24 Ocak 1980 tarihinde alınan ekonomik kararların, 12 Eylül 1980 darbesi ile uygulanmaya sokulduğunu belirterek, bu iki olayın dosyalarının birleştirilerek ele alınması gerektiğini söyledi.
Demirkıran, 24 Ocak 1980 ekonomik kararlarının günümüze yansımalarından çeşitli örnekler verdi. 24 Ocak kararlarının IMF patentli olduğunu ifade eden Demirkıran, 24 Ocak, 12 Eylül, 28 Şubat ülke ekonomisinin yıkımına giden yolda etkili olan zincirleme halkasını olduğunu ve bu zincirin devamının da AKP Hükümeti olduğunu söyledi.
Demirkıran, şunları kaydetti: "24 Ocak 1980 kararlarının yıldönümünde bulunuyoruz. Bundan tam 32 yıl önce ekonominin dışa açılması ve liberalleşme yaldızlı sözleriyle çok önemli ekonomik kararlar alınmıştı. Bu günümüzü en çok etkileyen, yaşadığımız sıkıntıların önemli sebeplerinden olan bu kararlar nasıl sonuçlar getirdi? Bu kararların yürütülebilmesi için sekiz ay sonra da 12 Eylül 1980 Askeri darbesi yapıldı. Bugün 12 Eylül darbesi sorgulanıyor. Ama 24 Ocak 1980 kararları sorgulanmıyor. Saadet Partisi olarak 24 Ocak'ın da mutlaka sorgulanması gerektiğine inanıyoruz. Çünkü eğer 12 eylül askeri darbesi olmasaydı, 24 ocak kararlarını uygulama imkanı olmayacaktı. Birbirini tamamlayan bu olayların tabiri caizse dosyalarının birleştirilmesi lazım.

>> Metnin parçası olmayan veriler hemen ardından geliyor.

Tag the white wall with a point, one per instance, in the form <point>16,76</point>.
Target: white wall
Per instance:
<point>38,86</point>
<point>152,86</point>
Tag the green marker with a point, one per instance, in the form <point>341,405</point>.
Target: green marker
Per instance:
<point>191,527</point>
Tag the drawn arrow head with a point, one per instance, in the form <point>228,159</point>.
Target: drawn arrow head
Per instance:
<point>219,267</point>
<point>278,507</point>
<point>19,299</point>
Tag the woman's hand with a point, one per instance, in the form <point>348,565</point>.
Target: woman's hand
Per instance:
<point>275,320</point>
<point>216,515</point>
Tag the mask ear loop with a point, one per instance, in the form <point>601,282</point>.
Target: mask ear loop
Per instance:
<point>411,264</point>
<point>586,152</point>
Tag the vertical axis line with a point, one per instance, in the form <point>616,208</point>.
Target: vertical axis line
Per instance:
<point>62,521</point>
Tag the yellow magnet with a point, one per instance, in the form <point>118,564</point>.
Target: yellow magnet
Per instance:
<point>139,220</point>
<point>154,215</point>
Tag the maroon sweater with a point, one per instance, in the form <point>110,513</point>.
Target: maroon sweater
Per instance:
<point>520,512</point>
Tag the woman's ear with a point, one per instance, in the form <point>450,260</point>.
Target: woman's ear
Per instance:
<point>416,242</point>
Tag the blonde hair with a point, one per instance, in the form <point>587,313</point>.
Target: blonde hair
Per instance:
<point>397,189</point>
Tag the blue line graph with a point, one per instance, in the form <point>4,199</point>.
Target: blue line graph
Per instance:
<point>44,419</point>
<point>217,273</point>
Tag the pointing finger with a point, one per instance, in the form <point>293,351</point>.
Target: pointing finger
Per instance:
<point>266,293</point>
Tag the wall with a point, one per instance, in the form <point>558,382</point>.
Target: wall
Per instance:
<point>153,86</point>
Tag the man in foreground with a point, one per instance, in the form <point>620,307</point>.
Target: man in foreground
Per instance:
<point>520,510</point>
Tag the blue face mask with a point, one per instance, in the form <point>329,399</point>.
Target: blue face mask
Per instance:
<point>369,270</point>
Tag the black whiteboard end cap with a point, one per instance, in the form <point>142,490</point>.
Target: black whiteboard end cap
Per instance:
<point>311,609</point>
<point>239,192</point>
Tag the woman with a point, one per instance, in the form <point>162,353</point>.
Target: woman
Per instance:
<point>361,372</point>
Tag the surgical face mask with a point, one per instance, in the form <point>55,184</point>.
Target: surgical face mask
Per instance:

Türkiye'nin dışa bağımlılığında en önemli adımlardan biri 24 Ocak 1980 ekonomik kararlarıdır. IMF direktifleriyle hazırlanan, bu kararlarla Türkiye, tek taraflı olarak yabancı sermayeye açıldı. Kendi ayakları üzerinde durma mücadelesi veren sanayimiz, beslenip semirtilen dünya devleri karşısında nasıl dayanabilir, diye düşünülmedi. Yerli üretimimiz, sanayimiz bir manada boğduruldu.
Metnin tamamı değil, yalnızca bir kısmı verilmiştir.